Lulusan ilmu sosial mengubah arah untuk "bertahan hidup"
Li Jialu, mahasiswa periklanan tahun ketiga, adalah salah satu dari banyak lulusan ilmu sosial di Tiongkok yang ingin menghindari ketertinggalan dalam ekonomi yang digerakkan oleh STEM.
Dengan demikian, STEM adalah istilah yang merujuk pada bidang studi dan penelitian yang terkait dengan sains , teknologi, teknik, dan matematika.
Sejak Desember lalu, Li telah belajar pemrograman secara otodidak hampir setiap malam. Ia yakin keterampilan ini bisa lebih berharga daripada gelar sarjana.
Pemrograman dengan cepat menjadi "senjata" yang membantu Li menonjol. Di tempat kerja, kemampuan menganalisis data dan berpikir logis yang dibawa oleh pemrograman membantunya menangani masalah dengan lebih cepat dan lebih sistematis.
Ia menyebut ini sebagai "kebenaran pahit" dan kekhawatiran umum mahasiswa ilmu sosial.
Tekanan ini bahkan lebih besar karena Tiongkok diperkirakan akan memiliki 12,22 juta lulusan universitas pada tahun 2025. Di antara mereka, sektor sosial tertinggal baik dalam tingkat pekerjaan maupun tingkat pendapatan.

Seorang pembuat konten berbagi pengalamannya mempelajari AI (Foto: Sixthtone).
Tingginya permintaan telah menyebabkan lonjakan kursus daring di bidang pemrograman, analisis data, dan AI. Namun, pembelajaran mandiri keterampilan pemrograman dan data dianggap tidak efektif.
Menghadapi tantangan tersebut, beberapa mahasiswa memilih untuk "mengubah arah". Chang He, lulusan jurnalisme tahun 2021, menyadari bahwa beberapa artikel saja tidak cukup untuk membangun karier jangka panjang. Ia memutuskan untuk mengambil program sarjana kedua di bidang ilmu data, lalu melanjutkan studi magister dan doktor di bidang teknologi komputer.
“Itu satu-satunya cara realistis untuk masuk ke industri teknologi,” kata Chang.
Pasar tenaga kerja sangat condong ke arah STEM.
Sun Jie, seorang manajer sumber daya manusia di sebuah grup teknologi, mengatakan bahwa posisi perekrutan saat ini terkonsentrasi di departemen teknik dan R&D, sementara posisi yang menangani pekerjaan administratif jauh lebih sedikit.
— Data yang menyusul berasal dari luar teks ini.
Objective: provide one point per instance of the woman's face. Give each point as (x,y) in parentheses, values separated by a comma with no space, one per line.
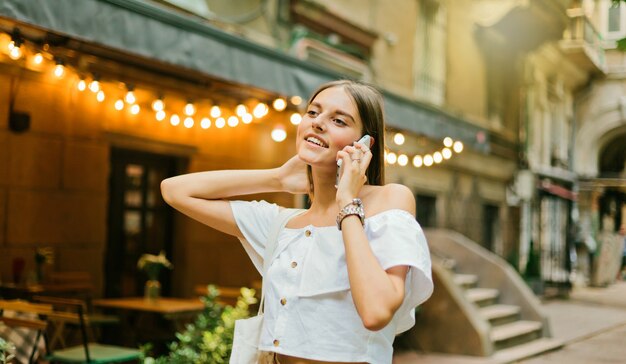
(330,123)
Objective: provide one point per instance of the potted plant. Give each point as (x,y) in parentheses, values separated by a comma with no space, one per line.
(152,265)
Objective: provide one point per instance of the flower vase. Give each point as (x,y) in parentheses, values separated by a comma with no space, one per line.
(152,290)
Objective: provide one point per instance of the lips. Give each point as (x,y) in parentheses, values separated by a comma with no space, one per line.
(316,140)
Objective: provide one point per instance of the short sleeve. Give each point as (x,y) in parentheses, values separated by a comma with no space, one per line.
(254,219)
(397,239)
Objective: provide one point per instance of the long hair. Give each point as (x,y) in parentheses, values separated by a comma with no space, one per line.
(369,103)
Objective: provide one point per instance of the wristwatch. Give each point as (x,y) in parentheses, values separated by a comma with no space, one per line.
(353,208)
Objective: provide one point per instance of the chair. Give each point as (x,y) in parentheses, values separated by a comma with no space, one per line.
(67,310)
(26,316)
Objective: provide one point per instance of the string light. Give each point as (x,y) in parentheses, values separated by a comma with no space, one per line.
(295,118)
(279,104)
(279,134)
(220,122)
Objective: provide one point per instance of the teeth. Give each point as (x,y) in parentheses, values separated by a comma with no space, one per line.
(314,140)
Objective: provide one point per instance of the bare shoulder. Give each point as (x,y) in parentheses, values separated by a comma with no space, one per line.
(389,197)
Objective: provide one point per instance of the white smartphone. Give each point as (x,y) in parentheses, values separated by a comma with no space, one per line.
(366,141)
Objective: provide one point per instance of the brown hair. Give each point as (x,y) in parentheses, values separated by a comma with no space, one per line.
(369,103)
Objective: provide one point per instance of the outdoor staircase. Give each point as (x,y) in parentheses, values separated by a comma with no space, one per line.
(480,305)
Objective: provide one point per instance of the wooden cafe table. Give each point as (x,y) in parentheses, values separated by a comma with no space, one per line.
(134,311)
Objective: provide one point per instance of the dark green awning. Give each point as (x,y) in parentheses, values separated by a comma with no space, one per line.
(148,29)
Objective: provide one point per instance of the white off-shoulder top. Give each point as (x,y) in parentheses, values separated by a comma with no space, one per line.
(309,311)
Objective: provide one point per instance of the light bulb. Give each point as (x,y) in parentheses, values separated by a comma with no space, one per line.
(279,134)
(158,105)
(160,115)
(59,70)
(260,110)
(403,160)
(295,118)
(233,121)
(130,97)
(188,122)
(94,86)
(38,59)
(174,119)
(190,109)
(279,104)
(215,112)
(82,85)
(417,161)
(458,147)
(398,138)
(241,110)
(428,160)
(437,157)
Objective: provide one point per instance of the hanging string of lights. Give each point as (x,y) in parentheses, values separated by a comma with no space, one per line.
(41,59)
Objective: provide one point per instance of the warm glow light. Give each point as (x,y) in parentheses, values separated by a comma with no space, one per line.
(215,112)
(94,86)
(135,109)
(160,115)
(241,110)
(260,110)
(458,147)
(296,100)
(428,160)
(59,70)
(279,104)
(130,97)
(158,105)
(398,138)
(233,121)
(205,123)
(15,53)
(295,118)
(437,157)
(279,134)
(403,160)
(174,119)
(82,85)
(220,122)
(38,59)
(417,161)
(190,109)
(188,122)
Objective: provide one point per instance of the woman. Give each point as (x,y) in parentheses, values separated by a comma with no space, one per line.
(340,287)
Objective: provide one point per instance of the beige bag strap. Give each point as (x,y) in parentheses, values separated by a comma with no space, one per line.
(272,241)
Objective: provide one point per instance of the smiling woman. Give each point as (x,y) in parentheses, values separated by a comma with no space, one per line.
(348,272)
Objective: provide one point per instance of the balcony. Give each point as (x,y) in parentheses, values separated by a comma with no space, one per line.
(583,43)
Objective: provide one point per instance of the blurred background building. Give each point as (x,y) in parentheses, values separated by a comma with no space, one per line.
(506,118)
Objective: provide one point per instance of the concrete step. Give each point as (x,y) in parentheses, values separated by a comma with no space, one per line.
(466,280)
(527,350)
(482,296)
(500,314)
(515,333)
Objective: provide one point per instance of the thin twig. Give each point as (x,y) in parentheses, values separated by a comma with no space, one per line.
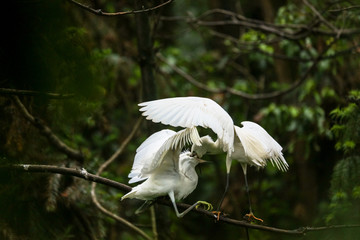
(344,9)
(48,133)
(123,187)
(153,222)
(106,14)
(9,91)
(101,169)
(286,31)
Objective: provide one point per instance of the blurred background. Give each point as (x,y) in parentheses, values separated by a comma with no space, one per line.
(291,66)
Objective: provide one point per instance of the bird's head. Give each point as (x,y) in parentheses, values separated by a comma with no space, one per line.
(200,150)
(187,158)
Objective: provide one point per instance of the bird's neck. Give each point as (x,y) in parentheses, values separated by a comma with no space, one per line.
(187,169)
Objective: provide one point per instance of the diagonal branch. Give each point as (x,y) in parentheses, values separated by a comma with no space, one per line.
(106,14)
(123,187)
(101,169)
(48,133)
(9,91)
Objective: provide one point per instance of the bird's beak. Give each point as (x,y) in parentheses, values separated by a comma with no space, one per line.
(193,154)
(202,161)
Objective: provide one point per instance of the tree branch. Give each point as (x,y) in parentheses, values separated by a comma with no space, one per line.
(101,169)
(101,13)
(292,32)
(124,188)
(47,132)
(9,91)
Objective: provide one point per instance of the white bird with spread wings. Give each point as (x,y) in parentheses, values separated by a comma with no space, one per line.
(165,169)
(249,144)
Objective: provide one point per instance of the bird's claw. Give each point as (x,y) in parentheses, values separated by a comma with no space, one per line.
(216,214)
(208,206)
(251,217)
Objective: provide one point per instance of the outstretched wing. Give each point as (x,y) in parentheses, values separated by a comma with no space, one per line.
(188,112)
(161,150)
(146,152)
(260,146)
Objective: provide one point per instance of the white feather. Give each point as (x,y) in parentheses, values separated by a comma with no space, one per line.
(188,112)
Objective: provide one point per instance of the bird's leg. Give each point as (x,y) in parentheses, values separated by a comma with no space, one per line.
(250,215)
(145,206)
(180,215)
(218,212)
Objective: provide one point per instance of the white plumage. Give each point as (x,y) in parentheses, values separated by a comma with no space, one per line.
(164,168)
(249,145)
(188,112)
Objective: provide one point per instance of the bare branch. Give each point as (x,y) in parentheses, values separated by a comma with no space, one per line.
(123,187)
(47,132)
(9,91)
(344,9)
(287,31)
(101,13)
(101,169)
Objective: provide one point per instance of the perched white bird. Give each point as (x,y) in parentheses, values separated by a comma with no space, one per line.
(165,169)
(250,144)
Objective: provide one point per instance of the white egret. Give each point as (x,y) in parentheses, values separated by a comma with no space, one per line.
(165,169)
(252,145)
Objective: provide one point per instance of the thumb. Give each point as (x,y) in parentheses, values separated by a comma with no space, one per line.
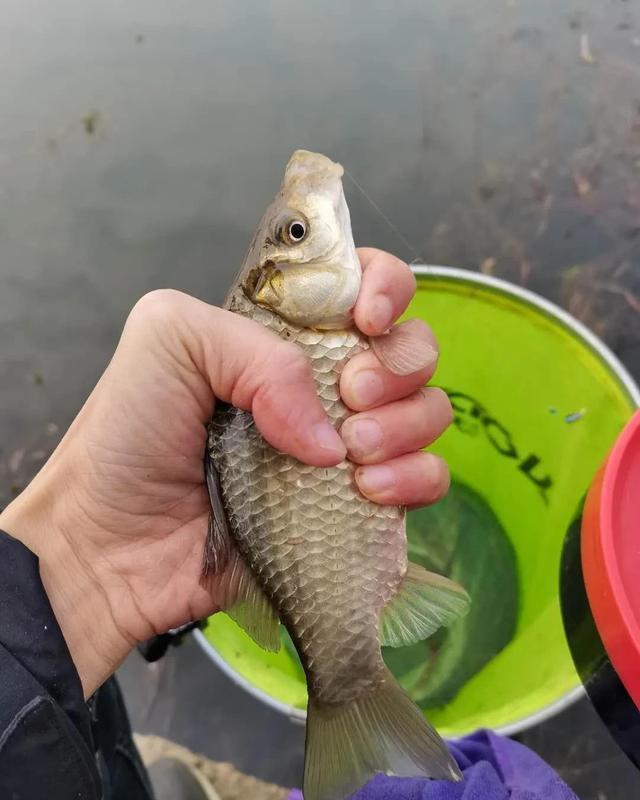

Ia yakin bahwa pengetahuan teknologi dapat menjadi "tiket" bagi lulusan ilmu sosial. Banyak posisi pekerjaan saat ini tidak lagi memiliki batasan yang jelas antara ilmu sosial dan STEM. Bisnis membutuhkan personel multitalenta, biasanya manajer produk—orang yang mampu menganalisis data sekaligus memahami pelanggan.
Direktur SDM veteran Guo Changyuan juga mengakui bahwa kandidat dengan latar belakang teknis seringkali lebih disukai oleh perusahaan teknologi. Namun, ia menekankan bahwa gaji dan peluang promosi tidak hanya bergantung pada keahlian, tetapi juga pada pemikiran logis, keterampilan komunikasi, dan kemampuan secara keseluruhan.
Kebijakan pendidikan Tiongkok juga sedang mengalami pergeseran. Tahun ini, Kementerian Pendidikan Tiongkok menambahkan 29 jurusan baru ke dalam kurikulum sarjananya, yang sebagian besar berfokus pada STEM.
Sekolah-sekolah terkemuka telah memangkas target pendaftaran dan menghilangkan jurusan tradisional seperti administrasi publik dan penyiaran.
Di Universitas Fudan di Shanghai, program gelar ganda memungkinkan mahasiswa seni liberal untuk melengkapi pelatihan STEM tanpa meninggalkan bidang studi asli mereka.
Lu Wenbo, seorang konselor karier di Universitas Sains dan Teknologi Wuhan, juga mengatakan sekolah perlu lebih fleksibel dengan memotong jurusan yang kurang prospektif dan membuka program baru yang terkait dengan kebutuhan industri.